二人で逝ってしまった | ジュビリンち

ジュビリンち

犬と暮らす自営業。
晴れの日も雨の日も、
自分も周りもよい加減で
元気でいられることが
大切と思うこのごろ。

昨年の12月23日の深夜に義母が息を引き取った。

92歳だった。

胃がんの手術をし、心臓に持病があるうえ一型糖尿病だったので、医師からすれば、よく生ききったそうだ。

義母は12月の上旬から徐々に具合が悪くなっていったので、家人も私も年内に逝ってしまうかもれしないと覚悟をしていた。

 

一方、義父は95歳という高齢だったが、頭はしっかりしているので、義母の体調については理解していた。

 

12月19日、そんな義父が呼吸不全を起こして、緊急入院した。

一時は危ない状況だったが、目を覚ますと「ああ、よく寝た」と言って看護師さんを驚かせたそうだ。

しかし、入院期間は2週間となり、インフルエンザの流行等で、家族も病室に入れない状況だった。

 

そんなわけで、義母が亡くなったことを伝えようか否かを家人は兄弟で話し合い、義父の病状が悪くなるのではという心配から伝えないという選択肢を選んだ。

義母のお通夜、告別式は本人の希望通りの家族葬で行い、静かに送ることとなった。

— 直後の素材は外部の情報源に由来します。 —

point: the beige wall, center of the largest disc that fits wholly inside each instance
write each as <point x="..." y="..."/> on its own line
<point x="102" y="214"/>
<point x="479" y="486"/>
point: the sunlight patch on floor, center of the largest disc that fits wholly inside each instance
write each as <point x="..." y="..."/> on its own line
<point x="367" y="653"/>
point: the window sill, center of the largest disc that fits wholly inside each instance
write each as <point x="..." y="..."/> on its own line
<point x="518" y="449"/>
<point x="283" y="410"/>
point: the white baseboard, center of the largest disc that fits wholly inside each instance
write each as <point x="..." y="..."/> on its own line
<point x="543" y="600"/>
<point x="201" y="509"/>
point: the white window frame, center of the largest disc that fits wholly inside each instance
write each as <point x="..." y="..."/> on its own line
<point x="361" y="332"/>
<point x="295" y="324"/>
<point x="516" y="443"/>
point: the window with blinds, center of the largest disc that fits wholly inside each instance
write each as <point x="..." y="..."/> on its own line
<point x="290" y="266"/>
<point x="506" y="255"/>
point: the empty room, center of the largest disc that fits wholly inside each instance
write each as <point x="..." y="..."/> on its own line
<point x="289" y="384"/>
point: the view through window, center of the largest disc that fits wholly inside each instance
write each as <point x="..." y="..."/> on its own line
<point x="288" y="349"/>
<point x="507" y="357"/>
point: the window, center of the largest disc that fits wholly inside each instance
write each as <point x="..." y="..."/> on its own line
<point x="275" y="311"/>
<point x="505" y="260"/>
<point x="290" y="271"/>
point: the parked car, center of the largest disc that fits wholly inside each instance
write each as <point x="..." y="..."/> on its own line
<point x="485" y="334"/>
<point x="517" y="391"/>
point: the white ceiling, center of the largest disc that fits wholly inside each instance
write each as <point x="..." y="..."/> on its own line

義父は喪主だが、長男の家人が喪主代理を務めることとなる。

 

 

お通夜の夜、葬儀社の司会者の方が家人たちに声をかけられた。

「もしかして、喪主の〇〇様(義父の氏名)は市役所の交通局長でいらっしゃいましたか」

その通りだった。

その方は、今の仕事に就く前に市バスでバスガイドさんを4年間していたそうで、「私たちのようなあまり接触の機会のないガイドにも〇〇様はよく声をかけてくださって、とってもあたたかい人でしたので、よく覚えていました」と。

義父らしい話だ。

私が初めて会った時も、大きな懐とおおらかさで、私の話をよく聞いてくれた。

 

滞りなく告別式が終わり、夫の実家の長崎から名古屋に帰ってきた。

義理の妹は29日に手紙で義母が亡くなったことを伝えたそうだ。

 

そして31日の夜、今度は義父が息を引き取ったと連絡があった。

その日の夕方、義理の妹が病室に入って義父に会うことができ、そのときは、義理の妹の話にうなずいて意識もはっきしていたそうだ。

亡くなるなんて思っていなかったとのこと。

 

 

義母と違って、あまりに急な展開だった。

私たちに心の準備ができていなかった。

2日にお通夜で、翌日が告別式と、あれよあれよという間に逝ってしまった。

 

義父と義母は私にとっては実の親ではないので、正直なところどのような関係だったかはわからない。私から見ると、夫婦仲良しだったけれど、その一言ではいい足りない気がする。

 

豪放磊落で明るく面倒見のよい義父と、クールで人の領域にずんずんと入ってかないけれどちゃんと人のことを見ている義母とは、互いを認めあって補い合う関係だったと感じていた。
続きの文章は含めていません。